Tuesday, November 18, 2025

AI is Consuming the Economic system

OpenAI launched ChatGPT in November 2022.

That was only a month after the inventory market bottomed from the bear market and some months after the inflation fee topped out at 9%.

At that time nearly everybody assumed a recession was a foregone conclusion.

It didn’t occur.

Would we’ve got seen an financial contraction if our tech overlords didn’t go on an insane AI spending spree from there?

Might there have been a good worse downturn from the commerce warfare earlier this 12 months with out the huge AI spend?

We don’t reside in a world with counterfactuals.

However this feels just like the week when everybody determined to place information behind the concept that AI has roughly been carrying the financial system and markets.

There have been three charts I noticed that basically all say the identical factor — the tech giants are spending a boatload of cash on the AI arms race.

Right here’s one from Sherwood Information on the ahead capex estimates for 5 of the largest spenders:

AI is Consuming the Economic system

Each step is just a bit steeper.

Right here’s an analogous chart from The Wall Road Journal on 4 of the Magazine 7:

Up and to the proper.

And eventually The Monetary Instances reveals the capex spend over the past three years:

Microsoft, Google, Amazon, and Fb spent a mixed $151 billion in 2023, $246 billion in 2024, and are forecasted to exceed $320 billion this 12 months in competitors for AI supremacy.

Spending by the Magazine 7 was up 40% in 2024 whereas the opposite 493 shares within the S&P 500 noticed capex enhance by lower than 4%.

The sheer quantity of spending boggles the thoughts however is smart when you think about the chance in AI.

It’s not solely powering the inventory market nevertheless it’s now having an actual influence on the financial system. Ren Mac shared what would be the chart of the 12 months to this point:

That is nuts. Shopper spending makes up ~70% of the U.S. financial system. AI spending is at present including extra to GDP than shopper spending!

Now what?

How this all shakes out, nobody is aware of.

My finest guess is there are two outcomes, each of which can look apparent with the advantage of hindsight if issues play out both approach:

(1) After all these firms crashed and burned. They spent approach an excessive amount of. The ROI was lower than anticipated. Expectations had been far too excessive. It was apparent!
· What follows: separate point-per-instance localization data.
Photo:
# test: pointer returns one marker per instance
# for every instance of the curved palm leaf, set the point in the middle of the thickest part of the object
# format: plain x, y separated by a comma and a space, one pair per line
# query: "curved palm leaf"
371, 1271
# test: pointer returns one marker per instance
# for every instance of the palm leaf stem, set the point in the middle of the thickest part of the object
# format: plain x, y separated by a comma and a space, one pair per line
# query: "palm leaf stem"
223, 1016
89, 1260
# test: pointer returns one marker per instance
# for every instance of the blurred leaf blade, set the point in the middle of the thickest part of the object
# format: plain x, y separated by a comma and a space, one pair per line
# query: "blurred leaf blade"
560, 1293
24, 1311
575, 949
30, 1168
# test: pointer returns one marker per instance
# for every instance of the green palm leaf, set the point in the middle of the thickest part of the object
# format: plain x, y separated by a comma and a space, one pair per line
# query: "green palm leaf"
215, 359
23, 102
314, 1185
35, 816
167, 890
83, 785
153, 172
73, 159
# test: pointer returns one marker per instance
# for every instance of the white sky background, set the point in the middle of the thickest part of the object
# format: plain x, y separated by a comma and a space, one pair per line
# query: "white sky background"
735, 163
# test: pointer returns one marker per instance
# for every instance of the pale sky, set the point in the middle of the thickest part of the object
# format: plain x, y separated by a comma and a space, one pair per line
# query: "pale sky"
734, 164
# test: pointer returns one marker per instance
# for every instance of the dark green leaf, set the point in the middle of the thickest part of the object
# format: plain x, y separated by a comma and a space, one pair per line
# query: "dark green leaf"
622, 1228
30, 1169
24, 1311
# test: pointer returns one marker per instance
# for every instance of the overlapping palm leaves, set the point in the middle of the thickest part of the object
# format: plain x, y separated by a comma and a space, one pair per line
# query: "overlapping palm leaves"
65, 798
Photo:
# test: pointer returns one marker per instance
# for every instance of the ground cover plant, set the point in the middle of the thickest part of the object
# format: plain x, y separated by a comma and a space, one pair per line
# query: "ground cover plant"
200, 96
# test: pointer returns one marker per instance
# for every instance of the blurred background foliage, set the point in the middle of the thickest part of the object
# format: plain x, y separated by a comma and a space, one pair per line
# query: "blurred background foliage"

(2) After all these firms continued to dominate. They threw a kajillion {dollars} at a game-changing expertise. AI modified the world and to the victor go the spoils. It was apparent!

I simply don’t know which one will probably be.

Perhaps possibility (1) will go first adopted by possibility (2). Or we get one thing within the center.

It is a fascinating time within the macro panorama.

The labor market may be softening. Housing and building exercise stay muted as a consequence of excessive mortgage charges. Tariffs may gradual shopper spending.

But the largest, most essential firms within the inventory market are pot-committed and proceed to spend like your drunk good friend in Vegas who simply went to the ATM for the third time earlier than midnight.

AI capex would possibly save the financial system but once more if all of this spending interprets into fast returns for the Magazine 7.

If it doesn’t…be careful under?

We’ve got to expertise an financial contraction finally…proper?

Perhaps AI excesses will do the trick.

Or perhaps we’ll go the remainder of this decade with out one other recession due to a transformative technological innovation.

I’d like to provide the definitive reply however I’m unsure anybody is aware of how this all performs out.